Lie maternelle

Au téléphone, ses mots tanguaient.
De sa main tachetée tremblotante, elle m’invite à rentrer.  
Sous les poutres apparentes massives, une pochtronne dans sa porcherie.
La petite table basse croule sous les mégots froids. Pareilles à des baleines échouées, des bouteilles au goulot béant rendent un dernier râle liquoreux. Deux sacs de pharmacie dégueulent de petites gélules bleues, de moyennes pilules roses et de grosses granules blanches. Mouchetée de taches de graisse, une ordonnance cachetée du cabinet des associés et estimés docteurs A. BOULELEPEZ / A. DANSQUINZEJOURS posée là comme un mot d’adieu.
Et ça pue.
Elle qui baigne dans sa sueur de manque, de vieilles odeurs de plats en sauce sur des assiettes éparpillées, la litière du chat qui déborde...Le museau collé au velux, la bestiole aux côtes efflanquées miaule à la mort.

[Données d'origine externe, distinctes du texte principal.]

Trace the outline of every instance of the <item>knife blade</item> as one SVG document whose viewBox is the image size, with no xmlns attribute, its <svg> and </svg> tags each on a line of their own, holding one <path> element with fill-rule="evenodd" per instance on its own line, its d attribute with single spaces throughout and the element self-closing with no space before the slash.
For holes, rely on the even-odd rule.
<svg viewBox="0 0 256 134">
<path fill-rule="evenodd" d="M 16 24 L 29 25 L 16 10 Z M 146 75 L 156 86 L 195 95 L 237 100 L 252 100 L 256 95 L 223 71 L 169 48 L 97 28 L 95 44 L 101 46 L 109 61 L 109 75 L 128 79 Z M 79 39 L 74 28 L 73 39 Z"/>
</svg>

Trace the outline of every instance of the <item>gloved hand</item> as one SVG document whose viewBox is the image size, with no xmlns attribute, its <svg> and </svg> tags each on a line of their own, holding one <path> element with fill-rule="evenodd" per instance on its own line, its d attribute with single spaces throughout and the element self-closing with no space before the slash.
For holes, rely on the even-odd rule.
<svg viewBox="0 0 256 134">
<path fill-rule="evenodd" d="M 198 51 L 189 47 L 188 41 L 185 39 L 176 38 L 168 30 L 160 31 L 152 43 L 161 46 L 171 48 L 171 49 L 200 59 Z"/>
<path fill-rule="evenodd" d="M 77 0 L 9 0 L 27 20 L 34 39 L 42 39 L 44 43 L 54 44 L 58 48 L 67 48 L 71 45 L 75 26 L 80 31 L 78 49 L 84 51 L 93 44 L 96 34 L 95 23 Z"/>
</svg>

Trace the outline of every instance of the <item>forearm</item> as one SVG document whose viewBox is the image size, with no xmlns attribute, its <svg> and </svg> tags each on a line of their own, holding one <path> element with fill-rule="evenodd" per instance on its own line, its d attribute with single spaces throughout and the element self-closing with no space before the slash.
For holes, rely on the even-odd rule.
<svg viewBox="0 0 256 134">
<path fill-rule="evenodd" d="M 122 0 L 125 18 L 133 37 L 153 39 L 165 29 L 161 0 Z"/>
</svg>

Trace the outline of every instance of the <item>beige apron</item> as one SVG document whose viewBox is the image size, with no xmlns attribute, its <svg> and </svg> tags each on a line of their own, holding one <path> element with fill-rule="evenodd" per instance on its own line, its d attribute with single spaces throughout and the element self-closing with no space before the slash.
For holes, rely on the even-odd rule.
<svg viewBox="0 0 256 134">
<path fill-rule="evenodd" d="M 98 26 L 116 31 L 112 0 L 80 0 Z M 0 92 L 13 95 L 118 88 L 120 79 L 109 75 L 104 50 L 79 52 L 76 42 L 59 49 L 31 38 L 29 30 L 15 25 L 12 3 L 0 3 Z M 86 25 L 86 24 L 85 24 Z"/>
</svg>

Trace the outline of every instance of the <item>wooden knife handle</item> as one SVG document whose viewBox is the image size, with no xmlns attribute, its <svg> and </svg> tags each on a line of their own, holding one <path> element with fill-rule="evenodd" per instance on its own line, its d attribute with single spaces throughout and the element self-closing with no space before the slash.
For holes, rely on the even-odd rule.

J’ouvre, il se tire toutes griffes dehors.
- T’as apporté ?
Je sors la canette de ma poche, même pas le temps de la lui tendre qu’elle l’a décapsulée et pars la siffler dans sa chambre.
Je pose ma veste, retrousse mes manches et dans la moiteur de la nuit j’entame le récurage du lieu comme on irait fleurir une tombe.